Die Uraufführung fand am 6. März 1853 in Venedig statt. Sie wurde ein Fiasko. Das hat aber nicht unbedingt etwas mit der Prüderie des Publikums zu tun, sondern wohl eher mit der Tatsache, dass Verdi dermaßen knapp mit seiner Komposition fertig war, dass Proben kaum noch möglich gewesen sein sollen. Außerdem war er mit der Besetzung, namentlich der Titelrolle, überhaupt nicht einverstanden. Gut ein Jahr später wurde „La Traviata“ abermals in Venedig aufgeführt, dieses Mal am Teatro San Benedetto und dieses Mal mit überwältigen Erfolg, der seitdem nicht mehr abgebrochen ist.


Die vom Weg Abgekommene

Ursprünglich wollte Verdi seine Oper „Amore e morte“ nennen, „Liebe und Tod“. Erst später entschied er sich für „La Traviata“, italienisch für: „Die vom Weg Abgekommene“. Als solche bezeichnet sich Violetta selbst in ihrer Arie „Addio del passato“ im 3. Akt. Todkrank muss sie erkennen, dass sie gegen den Druck der Gesellschaft keine Chance gehabt hatte, ihre „glücklichen Träume“ zu verwirklichen, und bittet Gott, dass zumindest er sich der „traviata“ annimmt. Auf die Frage, wer eigentlich entscheidet, welches der Weg ist und wer von ihm abweicht, gibt Giuseppe Verdi eine eindeutige Antwort: Er zeigt eine Gesellschaft, die zwar gern die Dienste einer Kurtisane in Anspruch nimmt und sich im Glanz der Demimonde sonnt, doch nach außen darauf beharrt, dass diese Halbwelt höchst unmoralisch ist; und eine Gesellschaft, die gleichzeitig den Abweichlern keine Chance gibt, den „richtigen“ Weg einzuschlagen.


Ähnliche Fatalität

Heutzutage trägt das Internet dazu bei, dass es keinen Weg zurück gibt – mit einer ähnlichen Fatalität wie der ehemals „schlechte Ruf“. Was einmal gepostet wurde, verbreitet sich in Windeseile, v.a. wenn der Inhalt die Schaulust und den Voyeurismus der User bedient. Diejenigen, die sich ungewollt als Gegenstand einer viralen Welle wiederfinden, haben überhaupt keine Chance, selbst Stellung zu nehmen und die Hoheit über die eigene Person wiederzugewinnen.

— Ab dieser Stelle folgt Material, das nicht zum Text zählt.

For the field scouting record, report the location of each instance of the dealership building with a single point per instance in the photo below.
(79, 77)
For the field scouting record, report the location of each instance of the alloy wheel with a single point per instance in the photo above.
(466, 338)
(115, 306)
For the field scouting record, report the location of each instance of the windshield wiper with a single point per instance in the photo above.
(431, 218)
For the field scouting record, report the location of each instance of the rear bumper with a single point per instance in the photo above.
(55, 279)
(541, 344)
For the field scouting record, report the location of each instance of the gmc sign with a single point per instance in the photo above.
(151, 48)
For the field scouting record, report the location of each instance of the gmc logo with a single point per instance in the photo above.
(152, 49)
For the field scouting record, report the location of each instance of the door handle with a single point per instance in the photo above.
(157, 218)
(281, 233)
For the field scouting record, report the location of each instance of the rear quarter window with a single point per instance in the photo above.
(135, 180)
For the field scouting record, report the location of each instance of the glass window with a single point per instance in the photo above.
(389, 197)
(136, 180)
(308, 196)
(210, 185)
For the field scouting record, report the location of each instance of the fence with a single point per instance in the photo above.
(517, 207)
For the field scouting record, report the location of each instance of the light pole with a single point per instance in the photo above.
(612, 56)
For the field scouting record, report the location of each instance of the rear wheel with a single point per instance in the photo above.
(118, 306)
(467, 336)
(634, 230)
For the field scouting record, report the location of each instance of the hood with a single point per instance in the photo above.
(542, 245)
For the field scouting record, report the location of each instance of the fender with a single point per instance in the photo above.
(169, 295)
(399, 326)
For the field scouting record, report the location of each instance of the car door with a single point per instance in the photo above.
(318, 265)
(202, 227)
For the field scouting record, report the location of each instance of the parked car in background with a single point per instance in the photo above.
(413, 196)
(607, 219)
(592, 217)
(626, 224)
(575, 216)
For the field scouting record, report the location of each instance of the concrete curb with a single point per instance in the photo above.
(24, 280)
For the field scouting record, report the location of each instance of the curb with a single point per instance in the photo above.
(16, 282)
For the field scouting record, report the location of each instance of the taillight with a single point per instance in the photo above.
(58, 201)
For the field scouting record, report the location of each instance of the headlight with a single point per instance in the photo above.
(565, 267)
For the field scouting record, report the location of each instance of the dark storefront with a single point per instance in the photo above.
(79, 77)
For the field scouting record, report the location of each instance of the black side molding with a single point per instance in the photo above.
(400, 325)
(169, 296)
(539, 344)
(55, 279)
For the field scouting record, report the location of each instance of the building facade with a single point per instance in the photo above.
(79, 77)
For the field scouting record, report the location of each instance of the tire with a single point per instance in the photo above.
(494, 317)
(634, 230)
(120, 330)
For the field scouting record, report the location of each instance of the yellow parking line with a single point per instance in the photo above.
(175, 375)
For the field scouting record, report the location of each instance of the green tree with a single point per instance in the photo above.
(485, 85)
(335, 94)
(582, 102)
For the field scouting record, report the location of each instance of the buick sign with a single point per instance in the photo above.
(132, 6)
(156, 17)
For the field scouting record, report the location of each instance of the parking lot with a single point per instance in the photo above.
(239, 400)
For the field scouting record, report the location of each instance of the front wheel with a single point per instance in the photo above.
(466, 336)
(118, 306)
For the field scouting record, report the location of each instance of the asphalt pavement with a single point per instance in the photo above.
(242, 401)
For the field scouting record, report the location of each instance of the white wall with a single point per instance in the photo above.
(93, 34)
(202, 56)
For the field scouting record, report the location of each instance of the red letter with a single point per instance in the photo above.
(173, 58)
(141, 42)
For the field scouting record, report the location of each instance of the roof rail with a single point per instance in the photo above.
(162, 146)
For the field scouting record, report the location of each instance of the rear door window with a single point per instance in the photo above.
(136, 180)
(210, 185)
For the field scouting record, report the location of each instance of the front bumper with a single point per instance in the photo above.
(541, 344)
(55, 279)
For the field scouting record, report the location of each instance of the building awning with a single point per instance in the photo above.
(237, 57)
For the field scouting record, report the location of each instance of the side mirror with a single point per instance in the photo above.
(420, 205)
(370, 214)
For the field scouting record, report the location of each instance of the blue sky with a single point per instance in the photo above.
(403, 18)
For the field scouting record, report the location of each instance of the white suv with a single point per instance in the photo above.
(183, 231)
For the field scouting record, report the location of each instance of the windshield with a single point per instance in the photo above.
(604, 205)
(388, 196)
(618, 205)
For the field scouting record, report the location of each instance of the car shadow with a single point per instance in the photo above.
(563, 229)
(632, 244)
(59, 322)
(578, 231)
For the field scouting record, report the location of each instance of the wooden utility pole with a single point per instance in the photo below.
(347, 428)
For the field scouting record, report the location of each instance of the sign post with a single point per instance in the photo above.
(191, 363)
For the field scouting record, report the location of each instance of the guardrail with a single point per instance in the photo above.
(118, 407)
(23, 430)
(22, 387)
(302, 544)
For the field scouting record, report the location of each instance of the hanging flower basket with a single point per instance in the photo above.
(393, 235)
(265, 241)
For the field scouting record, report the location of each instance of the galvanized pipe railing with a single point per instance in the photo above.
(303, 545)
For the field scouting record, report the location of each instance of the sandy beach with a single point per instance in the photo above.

Diese Mechanismen haben etwa im Fall von Audrie Pott und Daisy Coleman gegriffen, deren Schicksal ein Dokumentarfilm nachgezeichnet hat. Ihre intimen Verletzungen wurden zum öffentlichen Spektakel. Die Videos, Bilder und die Häme in sozialen Netzwerken machten die Gewalt erst recht unumkehrbar. Statt Mitgefühl erfuhren sie Verachtung. Sie wurden reduziert auf ein Bild, das andere von ihnen zeichneten – und sie hielten der Last dieser Scham nicht stand.

Und sie sind kein Einzelfall: Der Druck gesellschaftlicher Ächtung wirkt sich auf die Psyche der Frauen aus, macht sie krank und treibt sie nicht selten in den Suizid. Die Krankheit heißt nicht mehr Tuberkulose, sondern digitale Brandmarkung, Victim-Blaming durch eine Öffentlichkeit, die Täter entschuldigt und Opfer stigmatisiert. „Die Scham muss die Seite wechseln" (Gisele Pélicot) – nicht die Opfer sollten sich schämen, sondern diejenigen, die Gewalt ausüben, Bilder verbreiten, zuschauen und sich am Elend anderer ergötzen.